From that afternoon and far into the night, the three worked on one of the most important and historic letters of Mr. Biden’s presidency — his decision to withdraw from his re-election campaign after top Democrats, donors, close allies and friends had pressured him relentlessly to get out.
He finalized the decision only on Sunday morning and then made separate calls to three people to let them know: Vice President Kamala Harris; Jeffrey D. Zients, the White House chief of staff; and Jen O’Malley Dillon, the campaign chairwoman. He would not tell most of his staff until a minute before making his announcement to the world on social media on Sunday.
Mr. Biden made his decision, a senior administration official familiar with his thinking said, in part because he had tried for weeks to flip the attention from his listless and at times incoherent debate performance last month back to his Republican opponent, former President Donald J. Trump.
But in the end, the official said, Mr. Biden “couldn’t get there.”

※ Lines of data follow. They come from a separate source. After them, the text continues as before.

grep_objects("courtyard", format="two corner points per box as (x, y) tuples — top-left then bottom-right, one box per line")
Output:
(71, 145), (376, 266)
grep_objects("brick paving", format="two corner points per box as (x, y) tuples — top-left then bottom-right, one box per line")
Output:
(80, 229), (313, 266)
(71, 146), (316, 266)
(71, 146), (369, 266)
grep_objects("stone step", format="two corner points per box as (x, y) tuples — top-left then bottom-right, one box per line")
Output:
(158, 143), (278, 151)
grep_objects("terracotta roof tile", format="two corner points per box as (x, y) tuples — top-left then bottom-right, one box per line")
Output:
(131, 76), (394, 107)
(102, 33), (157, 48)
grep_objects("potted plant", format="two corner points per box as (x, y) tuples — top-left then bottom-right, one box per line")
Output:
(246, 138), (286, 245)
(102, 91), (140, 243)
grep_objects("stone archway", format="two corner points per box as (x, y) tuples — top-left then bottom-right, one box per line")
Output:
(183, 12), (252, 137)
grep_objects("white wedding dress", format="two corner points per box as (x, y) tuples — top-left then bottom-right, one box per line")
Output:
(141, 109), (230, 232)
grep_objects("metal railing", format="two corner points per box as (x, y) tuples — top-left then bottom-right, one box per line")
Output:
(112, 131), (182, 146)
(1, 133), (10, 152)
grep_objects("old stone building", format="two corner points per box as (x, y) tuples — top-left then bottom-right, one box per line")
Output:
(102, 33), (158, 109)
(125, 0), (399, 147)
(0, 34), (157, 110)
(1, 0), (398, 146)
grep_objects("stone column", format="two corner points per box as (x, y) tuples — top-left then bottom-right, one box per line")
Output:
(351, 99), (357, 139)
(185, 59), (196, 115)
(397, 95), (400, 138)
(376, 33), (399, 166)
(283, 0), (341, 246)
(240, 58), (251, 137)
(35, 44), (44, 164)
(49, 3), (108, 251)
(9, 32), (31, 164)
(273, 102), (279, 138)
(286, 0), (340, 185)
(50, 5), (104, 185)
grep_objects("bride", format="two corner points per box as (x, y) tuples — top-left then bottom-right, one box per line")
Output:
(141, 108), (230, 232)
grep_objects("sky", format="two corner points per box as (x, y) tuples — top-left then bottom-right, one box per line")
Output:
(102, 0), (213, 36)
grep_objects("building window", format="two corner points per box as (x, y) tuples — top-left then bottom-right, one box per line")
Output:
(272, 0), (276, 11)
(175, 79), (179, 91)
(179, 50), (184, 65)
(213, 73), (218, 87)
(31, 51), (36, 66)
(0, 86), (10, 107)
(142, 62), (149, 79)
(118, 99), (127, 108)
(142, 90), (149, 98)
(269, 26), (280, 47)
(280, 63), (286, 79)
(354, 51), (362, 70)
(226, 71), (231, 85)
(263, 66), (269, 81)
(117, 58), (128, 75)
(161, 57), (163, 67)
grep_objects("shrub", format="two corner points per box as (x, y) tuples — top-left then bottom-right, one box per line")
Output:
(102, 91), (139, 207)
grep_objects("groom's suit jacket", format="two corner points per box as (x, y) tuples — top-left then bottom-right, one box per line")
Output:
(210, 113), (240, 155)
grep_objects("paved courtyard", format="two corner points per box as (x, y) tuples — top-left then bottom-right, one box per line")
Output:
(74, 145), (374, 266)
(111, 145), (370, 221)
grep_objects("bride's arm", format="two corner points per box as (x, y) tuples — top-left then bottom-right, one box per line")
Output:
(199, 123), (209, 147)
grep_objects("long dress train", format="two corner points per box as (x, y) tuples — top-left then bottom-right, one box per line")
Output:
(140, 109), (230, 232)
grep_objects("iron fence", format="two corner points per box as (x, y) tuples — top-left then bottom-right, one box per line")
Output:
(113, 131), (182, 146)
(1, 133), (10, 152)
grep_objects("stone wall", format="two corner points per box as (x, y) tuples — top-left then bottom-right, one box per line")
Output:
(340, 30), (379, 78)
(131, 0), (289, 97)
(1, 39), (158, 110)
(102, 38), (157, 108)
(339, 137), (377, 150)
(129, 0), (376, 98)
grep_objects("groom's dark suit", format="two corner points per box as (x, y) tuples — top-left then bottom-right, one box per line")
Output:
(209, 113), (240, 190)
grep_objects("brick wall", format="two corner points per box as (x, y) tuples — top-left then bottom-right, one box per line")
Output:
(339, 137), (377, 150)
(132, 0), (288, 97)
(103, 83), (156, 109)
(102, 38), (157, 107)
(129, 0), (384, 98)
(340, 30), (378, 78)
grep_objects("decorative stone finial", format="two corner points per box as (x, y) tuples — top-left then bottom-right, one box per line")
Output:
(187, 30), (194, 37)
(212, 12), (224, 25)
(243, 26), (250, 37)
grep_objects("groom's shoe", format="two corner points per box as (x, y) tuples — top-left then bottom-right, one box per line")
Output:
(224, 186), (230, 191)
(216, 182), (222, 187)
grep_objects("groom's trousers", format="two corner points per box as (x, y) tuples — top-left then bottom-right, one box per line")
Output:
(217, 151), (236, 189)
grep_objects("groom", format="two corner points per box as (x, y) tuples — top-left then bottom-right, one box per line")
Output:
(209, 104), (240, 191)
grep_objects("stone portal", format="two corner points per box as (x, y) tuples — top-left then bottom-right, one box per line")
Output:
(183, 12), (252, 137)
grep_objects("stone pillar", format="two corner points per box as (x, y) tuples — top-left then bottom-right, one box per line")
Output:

The president made what may be the hardest political decision of his career with perhaps the smallest of circles. With him in Rehoboth Beach over the weekend were Mr. Ricchetti and two other aides: Annie Tomasini, his deputy chief of staff, and Anthony Bernal, the chief of staff to the first lady, Jill Biden. Mr. Donilon was not at Rehoboth Beach when the call came and had to rush to the shore.

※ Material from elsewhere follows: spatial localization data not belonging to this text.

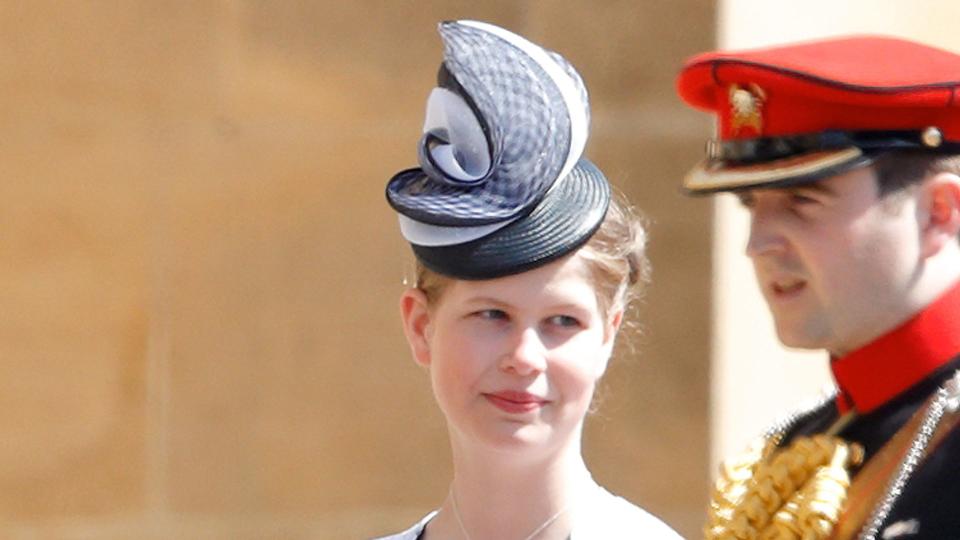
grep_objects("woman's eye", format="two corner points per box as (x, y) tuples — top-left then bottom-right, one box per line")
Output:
(475, 309), (508, 321)
(547, 315), (581, 328)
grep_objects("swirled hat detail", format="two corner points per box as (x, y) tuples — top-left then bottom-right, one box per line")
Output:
(386, 20), (610, 280)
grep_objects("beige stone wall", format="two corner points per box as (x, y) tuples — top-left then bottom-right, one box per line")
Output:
(1, 2), (713, 538)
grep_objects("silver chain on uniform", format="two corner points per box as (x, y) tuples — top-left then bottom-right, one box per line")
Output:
(762, 370), (960, 540)
(859, 370), (960, 540)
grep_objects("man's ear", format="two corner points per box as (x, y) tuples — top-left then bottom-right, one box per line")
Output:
(399, 288), (433, 367)
(920, 172), (960, 259)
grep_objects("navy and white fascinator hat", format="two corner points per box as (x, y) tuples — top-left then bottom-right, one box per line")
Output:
(386, 20), (610, 280)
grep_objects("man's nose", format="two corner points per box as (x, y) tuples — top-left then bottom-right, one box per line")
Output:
(744, 205), (788, 258)
(499, 327), (547, 376)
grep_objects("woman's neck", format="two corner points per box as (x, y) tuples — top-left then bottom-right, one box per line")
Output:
(428, 432), (595, 540)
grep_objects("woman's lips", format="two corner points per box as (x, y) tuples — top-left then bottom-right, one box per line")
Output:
(483, 391), (548, 414)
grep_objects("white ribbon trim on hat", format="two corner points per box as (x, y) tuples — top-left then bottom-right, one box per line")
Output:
(400, 20), (589, 247)
(461, 20), (588, 183)
(397, 168), (576, 247)
(422, 87), (491, 183)
(398, 214), (518, 247)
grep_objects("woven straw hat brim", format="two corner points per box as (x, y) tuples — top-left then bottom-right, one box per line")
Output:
(412, 159), (610, 280)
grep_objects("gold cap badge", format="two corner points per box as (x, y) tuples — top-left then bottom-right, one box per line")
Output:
(729, 83), (766, 135)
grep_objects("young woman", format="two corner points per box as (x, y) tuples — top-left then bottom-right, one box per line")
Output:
(377, 20), (680, 540)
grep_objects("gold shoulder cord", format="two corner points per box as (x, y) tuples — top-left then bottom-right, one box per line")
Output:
(706, 371), (960, 540)
(705, 410), (861, 540)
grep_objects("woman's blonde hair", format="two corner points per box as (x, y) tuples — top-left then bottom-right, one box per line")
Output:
(415, 189), (649, 320)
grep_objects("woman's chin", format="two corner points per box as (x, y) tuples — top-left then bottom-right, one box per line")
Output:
(468, 423), (568, 456)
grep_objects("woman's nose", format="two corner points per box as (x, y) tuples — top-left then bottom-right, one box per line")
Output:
(498, 327), (547, 376)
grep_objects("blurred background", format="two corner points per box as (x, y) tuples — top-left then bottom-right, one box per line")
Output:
(11, 1), (959, 539)
(0, 2), (713, 538)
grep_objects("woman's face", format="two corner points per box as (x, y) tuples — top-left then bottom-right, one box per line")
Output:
(400, 254), (620, 455)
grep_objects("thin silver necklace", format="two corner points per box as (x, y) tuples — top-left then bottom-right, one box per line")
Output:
(448, 485), (571, 540)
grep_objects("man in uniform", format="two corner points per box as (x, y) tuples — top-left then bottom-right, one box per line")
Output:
(676, 36), (960, 539)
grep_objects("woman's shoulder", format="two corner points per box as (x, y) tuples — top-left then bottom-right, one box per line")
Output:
(573, 488), (682, 539)
(370, 510), (437, 540)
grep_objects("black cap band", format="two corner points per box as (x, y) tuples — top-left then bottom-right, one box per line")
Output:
(710, 129), (960, 164)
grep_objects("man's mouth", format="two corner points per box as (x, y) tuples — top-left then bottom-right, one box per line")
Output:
(771, 278), (806, 296)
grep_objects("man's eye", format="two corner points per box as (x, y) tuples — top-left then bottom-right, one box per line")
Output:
(789, 192), (818, 205)
(736, 193), (756, 208)
(547, 315), (581, 328)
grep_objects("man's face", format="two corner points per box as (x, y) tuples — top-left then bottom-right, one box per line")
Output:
(738, 166), (924, 356)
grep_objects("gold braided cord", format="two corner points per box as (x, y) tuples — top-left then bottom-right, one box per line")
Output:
(705, 435), (863, 540)
(706, 437), (770, 538)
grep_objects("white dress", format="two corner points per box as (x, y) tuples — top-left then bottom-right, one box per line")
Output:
(372, 487), (682, 539)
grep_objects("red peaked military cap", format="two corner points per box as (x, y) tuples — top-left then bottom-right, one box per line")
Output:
(676, 35), (960, 193)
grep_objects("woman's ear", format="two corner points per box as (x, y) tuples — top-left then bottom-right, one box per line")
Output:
(920, 172), (960, 259)
(607, 309), (624, 341)
(399, 288), (433, 367)
(594, 307), (625, 379)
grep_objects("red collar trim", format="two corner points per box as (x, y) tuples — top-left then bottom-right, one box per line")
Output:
(831, 280), (960, 414)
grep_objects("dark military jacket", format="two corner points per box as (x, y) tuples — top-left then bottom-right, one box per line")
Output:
(783, 357), (960, 539)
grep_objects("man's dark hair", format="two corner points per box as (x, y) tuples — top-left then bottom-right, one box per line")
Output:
(873, 150), (960, 196)
(872, 150), (960, 245)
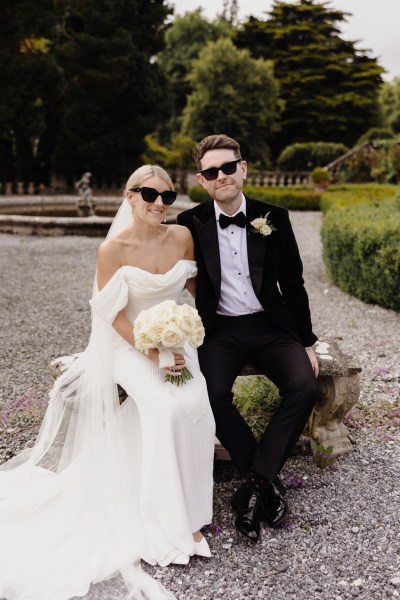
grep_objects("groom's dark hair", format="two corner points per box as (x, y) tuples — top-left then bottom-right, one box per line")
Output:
(193, 134), (241, 171)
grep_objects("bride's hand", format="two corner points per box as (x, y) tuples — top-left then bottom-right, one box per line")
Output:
(163, 352), (185, 377)
(147, 348), (160, 366)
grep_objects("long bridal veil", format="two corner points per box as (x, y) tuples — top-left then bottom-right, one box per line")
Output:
(0, 199), (176, 600)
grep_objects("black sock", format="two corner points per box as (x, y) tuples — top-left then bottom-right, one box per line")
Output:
(248, 470), (270, 491)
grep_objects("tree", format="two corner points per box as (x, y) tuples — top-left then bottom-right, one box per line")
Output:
(234, 0), (384, 153)
(157, 9), (229, 142)
(54, 0), (172, 186)
(220, 0), (239, 27)
(379, 78), (400, 134)
(181, 38), (280, 166)
(0, 0), (62, 187)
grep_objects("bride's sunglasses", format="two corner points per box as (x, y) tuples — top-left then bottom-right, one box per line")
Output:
(199, 158), (242, 181)
(131, 186), (177, 206)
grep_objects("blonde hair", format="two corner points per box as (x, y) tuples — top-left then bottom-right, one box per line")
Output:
(125, 165), (174, 193)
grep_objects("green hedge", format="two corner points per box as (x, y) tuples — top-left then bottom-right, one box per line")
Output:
(188, 185), (321, 210)
(321, 196), (400, 311)
(320, 183), (398, 214)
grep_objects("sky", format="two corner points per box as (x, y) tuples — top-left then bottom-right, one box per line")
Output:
(171, 0), (400, 81)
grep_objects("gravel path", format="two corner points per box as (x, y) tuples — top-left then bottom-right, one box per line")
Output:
(1, 211), (399, 600)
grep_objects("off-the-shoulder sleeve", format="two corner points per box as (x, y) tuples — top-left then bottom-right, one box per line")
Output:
(89, 269), (129, 324)
(186, 260), (197, 279)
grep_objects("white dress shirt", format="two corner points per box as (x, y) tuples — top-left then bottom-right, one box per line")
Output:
(214, 197), (264, 316)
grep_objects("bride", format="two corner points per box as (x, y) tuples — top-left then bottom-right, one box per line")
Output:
(0, 165), (216, 600)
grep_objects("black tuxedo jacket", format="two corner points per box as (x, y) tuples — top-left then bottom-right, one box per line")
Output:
(177, 196), (318, 347)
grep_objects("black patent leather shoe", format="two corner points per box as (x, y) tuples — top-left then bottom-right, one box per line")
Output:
(231, 483), (263, 543)
(261, 480), (288, 527)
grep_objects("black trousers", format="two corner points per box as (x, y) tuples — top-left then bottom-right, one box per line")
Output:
(198, 312), (319, 481)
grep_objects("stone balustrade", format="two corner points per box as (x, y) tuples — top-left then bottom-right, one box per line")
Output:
(246, 171), (312, 187)
(1, 170), (312, 197)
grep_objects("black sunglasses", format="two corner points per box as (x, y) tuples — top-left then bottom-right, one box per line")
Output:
(199, 158), (242, 181)
(131, 186), (177, 206)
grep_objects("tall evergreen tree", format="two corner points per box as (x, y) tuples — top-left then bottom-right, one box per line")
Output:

Still sick and raspy, the president opted to announce his decision by letter rather than on camera, and worked on drafting it with Mr. Donilon, the author of many of the president’s public words, while Mr. Ricchetti focused on next steps, like when to inform the staff, how to do it and who else would need to be notified.
At 1:45 p.m. on Sunday — a minute before Mr. Biden posted his letter of withdrawal — the president told his most senior White House and campaign advisers on a video call, including Anita Dunn, who manages communications strategy in the West Wing. He read the letter to them and thanked his staff for their service.
“Come to me with the work, and let’s get it done,” the president told them. The posting went online at 1:46 p.m.
Mr. Zients then held a call with other White House officials to confirm that it was true and thank them for all their hard work, followed by a similar call he held with the cabinet, which was not aware until the posting went online. Some Biden advisers were in tears, many in shock but many also relieved.
Mr. Biden spent part of the rest of the day making phone calls to congressional leaders and other allies. Announcing the end of his candidacy online gave him the ability to do it “his way,” the official said, avoiding the intrigue and leaks that have plagued his campaign in recent weeks.